20.07.2013 - Anton Schaller

Russland saniert Schweizer Firma

Überlebt Peter Saubers Traum dank Moskau?

Wer hätte das gedacht, wer hätte sich das vorstellen können? Noch vor 30 Jahren, gar 24 Jahren, bevor der Eiserne Vorhang fiel, wurden all denen, die sich in unserer helvetischen Geschlossenheit unwohl fühlten, „Moskau einfach“ beschieden. Sie sollten im Reich des Staatskapitalismus glücklich werden, wenn sie unser Staat, unsere Demokratie, nicht zufriedenstellte.

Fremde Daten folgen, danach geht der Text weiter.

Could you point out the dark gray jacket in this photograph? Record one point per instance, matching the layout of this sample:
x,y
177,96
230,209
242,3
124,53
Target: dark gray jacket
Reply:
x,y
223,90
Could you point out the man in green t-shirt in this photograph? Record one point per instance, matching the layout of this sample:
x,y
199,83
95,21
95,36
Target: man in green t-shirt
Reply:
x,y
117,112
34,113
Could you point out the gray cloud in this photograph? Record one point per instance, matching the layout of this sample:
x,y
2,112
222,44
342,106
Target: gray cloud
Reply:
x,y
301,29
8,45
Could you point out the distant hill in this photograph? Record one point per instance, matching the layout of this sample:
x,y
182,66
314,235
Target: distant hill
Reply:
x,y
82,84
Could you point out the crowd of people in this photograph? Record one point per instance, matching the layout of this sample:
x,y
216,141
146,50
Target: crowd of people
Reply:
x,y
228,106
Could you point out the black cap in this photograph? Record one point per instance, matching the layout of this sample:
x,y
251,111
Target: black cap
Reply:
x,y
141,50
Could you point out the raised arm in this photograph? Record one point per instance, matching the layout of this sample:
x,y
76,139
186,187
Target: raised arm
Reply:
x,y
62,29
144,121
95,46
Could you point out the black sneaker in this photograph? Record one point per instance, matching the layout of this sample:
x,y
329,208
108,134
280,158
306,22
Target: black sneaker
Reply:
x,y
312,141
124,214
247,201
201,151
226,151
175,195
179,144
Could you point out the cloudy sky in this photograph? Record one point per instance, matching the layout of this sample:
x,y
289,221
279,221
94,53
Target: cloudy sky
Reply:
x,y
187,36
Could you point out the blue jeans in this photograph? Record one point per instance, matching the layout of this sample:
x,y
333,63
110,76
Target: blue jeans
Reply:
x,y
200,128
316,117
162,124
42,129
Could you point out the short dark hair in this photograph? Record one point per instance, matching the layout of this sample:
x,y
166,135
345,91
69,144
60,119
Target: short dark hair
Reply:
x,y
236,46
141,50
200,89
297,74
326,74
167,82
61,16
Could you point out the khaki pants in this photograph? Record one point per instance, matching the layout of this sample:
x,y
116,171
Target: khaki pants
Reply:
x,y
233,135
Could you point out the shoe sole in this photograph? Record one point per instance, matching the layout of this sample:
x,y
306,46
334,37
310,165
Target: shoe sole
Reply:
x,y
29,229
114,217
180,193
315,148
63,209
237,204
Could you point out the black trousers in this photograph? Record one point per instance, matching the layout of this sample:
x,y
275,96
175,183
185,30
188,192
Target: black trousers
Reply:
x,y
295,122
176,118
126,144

Dann fiel 1989 in Berlin die Mauer und der Eiserne Vorhang, der West von Ost trennte, wurde, welch Wunder, durch Gorbatschow gleichsam heruntergerissen. Der japanisch-amerikanische Schriftsteller und Ökonom Francis Fukuyama schrieb den Bestseller „Das Ende der Geschichte“.

Der Kapitalismus hatte endgültig über den Kommunismus gesiegt. Die ehemaligen Warschauer-Pakt-Staaten fanden und finden zunehmend Aufnahme in der Europäischen Union. Russland, das ehemalige Kernland der Sowjetunion, mauserte sich unter Schmerzen zur Demokratie, alles schien im grünen Bereich.

Und jetzt das? Putin, der unduldsame Herr im Kreml, restauriert sein Land, führt es präsidial in eine staatsgelenkte Demokratie zurück, nimmt Einfluss gar auf die Justiz, lässt Kritiker in fragwürdigen Prozessen vorführen. Das Land, wirtschaftlich nur stark dank seiner Ressourcen, wie Öl und Gas, schickt sich an, nach dem Westen zu greifen, mit Geld, und sei es nur, dass ein Sprössling eines entscheidenden Mannes im Riesenreich im Automobilsport nach den Sternen greifen kann. Millionen sollen nach dem zürcherischen Hinwil fliessen. Einem Schweizer Hightech-Unternehmen soll es das Überleben sichern. Oder präziser: Mit den Millionen soll Peter Saubers Traum, endlich in der Formel 1 nicht nur zu überleben, sondern auch zu reüssieren, in Erfüllung gehen.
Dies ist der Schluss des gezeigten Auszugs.